Total Charge Transition (TCT) Parameter Sampler

# slopes of the lead transitions in 45°-rotated space
slope1_min = 0.21429 
slope1_max = 0.54688
slope2_min = -0.44
slope2_max = -0.07692
# angle between lead transitions
angle_lead_min = 0.43760867228
angle_lead_max = 1.6789624091
# lengths of the lead transitions (between minima and maxima of a TCT)
length_min = 0.01
length_max = 0.025
# angle between interdot and first lead transition (slope1 is rotated counter-clockwise by this angle to get the direction of the interdot vector)
angle_interdot_min = 0.58153916891
angle_interdot_max = 1.396938844
# length of the interdot transition
interdot_length_min = 0.00261
interdot_length_max = 0.00987
interdot_length_mean = 0.004 # Currently not used, as we sample interdot length with a uniform distribution. Kept for the sake of completeness.
interdot_length_std = 0.0015 # Currently not used, as we sample interdot length with a uniform distribution. Kept for the sake of completeness.
# width of the interdot transition, larger values lead to more curved TCTs
interdot_width_min = 0.00043
interdot_width_max = 0.00814
# relation between width and length of the interdot transition
rel_interdot_length_width_min = 0.8692269873603532
rel_interdot_length_width_max = 9.055385138137407
# limits for the plunger gate voltages used for the simulation 
volt_limits_g1 = np.array([-0.2, -0.06])
volt_limits_g2 = np.array([-0.2, -0.06])
# place for the first bezier anchor, which determines were the first interdot transition is located
first_bezier_point_min, first_bezier_point_max = -0.14, -0.14
def add_one_tct(tct_params: list[np.ndarray], shift_vec: np.ndarray) -> list[np.ndarray]:
    """Adds one TCT to the list of TCTs, by shifting the last TCT by the shift vector.
    
    Args:
        tct_params: List of TCTs (or more precisely TCT parameters).
        shift_vec: The vector that describes the shift between two adjacent TCTs.

    Returns:
        The list of TCTs including one additional TCT.
    """
    temp_params = tct_params[-1].copy()
    temp_params[4] += shift_vec[0]
    temp_params[5] += shift_vec[1]
    temp_params[6] += shift_vec[0]
    temp_params[7] += shift_vec[1]
    tct_params.append(temp_params)
    return tct_params

def sample_tct_params(num_tct=15) -> tuple[list[np.ndarray], np.ndarray]:
    """Samples TCT parameters from the ranges listed in the cell above. 
    
    Args:
        num_tct: The number of TCTs to sample.

    Returns:
        Tuple consisting of the sampled TCTs and the corresponding shift vector.
    """
    # sample slope
    slope1 = np.array([1, rng.uniform(slope1_min, slope1_max)])
    slope2 = np.array([1, rng.uniform(slope2_min, slope2_max)])
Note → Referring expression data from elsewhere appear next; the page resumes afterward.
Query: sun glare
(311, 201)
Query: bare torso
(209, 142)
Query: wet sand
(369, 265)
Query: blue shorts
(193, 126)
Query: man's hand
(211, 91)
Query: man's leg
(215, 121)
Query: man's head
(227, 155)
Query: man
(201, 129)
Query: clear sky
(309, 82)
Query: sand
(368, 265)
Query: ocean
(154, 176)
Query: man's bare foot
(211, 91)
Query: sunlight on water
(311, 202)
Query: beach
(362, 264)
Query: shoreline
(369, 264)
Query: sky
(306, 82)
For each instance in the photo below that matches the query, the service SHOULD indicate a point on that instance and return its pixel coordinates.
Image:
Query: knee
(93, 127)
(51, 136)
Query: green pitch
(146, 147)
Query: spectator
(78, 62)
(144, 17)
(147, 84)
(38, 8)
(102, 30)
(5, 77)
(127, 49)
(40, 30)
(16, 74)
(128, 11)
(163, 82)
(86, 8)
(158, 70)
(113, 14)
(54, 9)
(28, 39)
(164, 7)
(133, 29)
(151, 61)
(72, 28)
    angle_lead = np.arccos(slope1.dot(slope2) / (np.linalg.norm(slope1) * np.linalg.norm(slope2)))
    # resample slope if angle_lead is not between angle_lead_min and angle_lead_max
    while not (angle_lead_min <= angle_lead <= angle_lead_max):
        slope1 = np.array([1, rng.uniform(slope1_min, slope1_max)])
        slope2 = np.array([1, rng.uniform(slope2_min, slope2_max)])
        angle_lead = np.arccos(slope1.dot(slope2) / (np.linalg.norm(slope1) * np.linalg.norm(slope2)))

    # sample lengths
    lengths = [
        rng.uniform(length_min, length_max),
        rng.uniform(length_min, length_max),
    ]

    # sample interdot_vec
    interdot_vec = rotate_points(slope1, rng.uniform(angle_interdot_min, angle_interdot_max))
    # rotate interdot_vec like it would be in the CSD space
    interdot_vec_rot = rotate_points(interdot_vec, -np.pi / 4)
    while interdot_vec_rot[0] < 0 or interdot_vec_rot[1] < 0:
        # interdot vector should not go backwards in the image space, so resample if the rotated vector has negative entries
        interdot_vec = rotate_points(slope1, rng.uniform(angle_interdot_min, angle_interdot_max))
        # rotate interdot_vec
        interdot_vec_rot = rotate_points(interdot_vec, -np.pi / 4)
    interdot_vec = interdot_vec / np.linalg.norm(interdot_vec)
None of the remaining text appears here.